If the proteins of the molecular weight marker are not distributed along 80% of the length of the gel and over the required separation range (i.e., the range covering the product and its dimer or the products and its related impurities), and the separation obtained for the relevant protein bands does not show a linear relationship between the logarithm of the molecular weight and the RF , the test is not valid.

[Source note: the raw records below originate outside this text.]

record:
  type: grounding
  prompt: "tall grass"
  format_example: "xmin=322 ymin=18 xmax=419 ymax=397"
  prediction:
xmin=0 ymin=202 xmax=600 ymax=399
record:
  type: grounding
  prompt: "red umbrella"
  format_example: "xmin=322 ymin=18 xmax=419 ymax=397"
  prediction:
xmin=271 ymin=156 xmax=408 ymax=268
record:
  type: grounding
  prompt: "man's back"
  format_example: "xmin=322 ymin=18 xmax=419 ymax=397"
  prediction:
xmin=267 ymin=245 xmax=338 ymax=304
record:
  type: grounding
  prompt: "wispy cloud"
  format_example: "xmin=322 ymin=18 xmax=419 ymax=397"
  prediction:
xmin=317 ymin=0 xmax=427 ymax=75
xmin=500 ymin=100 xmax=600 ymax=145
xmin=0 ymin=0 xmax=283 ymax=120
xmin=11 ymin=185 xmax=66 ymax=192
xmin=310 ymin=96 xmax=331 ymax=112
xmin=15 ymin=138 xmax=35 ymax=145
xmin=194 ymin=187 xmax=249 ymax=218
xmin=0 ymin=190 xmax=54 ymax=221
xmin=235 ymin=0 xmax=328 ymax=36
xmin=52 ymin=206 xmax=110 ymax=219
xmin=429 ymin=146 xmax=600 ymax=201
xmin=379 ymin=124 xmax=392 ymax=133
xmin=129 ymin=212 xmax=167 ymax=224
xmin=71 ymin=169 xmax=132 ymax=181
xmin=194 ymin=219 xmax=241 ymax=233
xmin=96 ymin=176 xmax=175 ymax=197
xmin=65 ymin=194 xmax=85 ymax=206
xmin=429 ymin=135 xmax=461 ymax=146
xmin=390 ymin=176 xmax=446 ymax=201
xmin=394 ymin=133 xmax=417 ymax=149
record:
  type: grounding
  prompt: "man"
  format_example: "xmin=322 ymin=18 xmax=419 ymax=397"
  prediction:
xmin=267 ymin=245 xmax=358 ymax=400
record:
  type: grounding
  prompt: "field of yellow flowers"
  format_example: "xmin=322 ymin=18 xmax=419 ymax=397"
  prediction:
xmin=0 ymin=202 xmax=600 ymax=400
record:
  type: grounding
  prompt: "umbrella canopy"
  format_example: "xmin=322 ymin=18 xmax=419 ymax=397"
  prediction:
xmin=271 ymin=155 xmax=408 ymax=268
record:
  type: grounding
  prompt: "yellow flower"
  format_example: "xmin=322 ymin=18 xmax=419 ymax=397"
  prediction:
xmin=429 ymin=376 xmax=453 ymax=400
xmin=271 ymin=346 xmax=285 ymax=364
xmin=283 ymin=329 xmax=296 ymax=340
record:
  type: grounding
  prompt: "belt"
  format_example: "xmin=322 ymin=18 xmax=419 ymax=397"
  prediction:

Quantification of Impurities
Where the impurity limit is specified in the individual monograph, a reference solution corresponding to that level of impurity is prepared by diluting the test solution. For example, where the limit is 5.0%, a reference solution is a 1 in 20 dilution of the test solution. No impurityany band other than the main bandin the electrophoretogram obtained from the test solution is more intense than the main band obtained with the reference solution.
Under validated conditions and when using the Coomassie staining procedure, impurities may be quantified by normalization to the main band, using an integrating densitometer. In this case, the responses must be validated for linearity.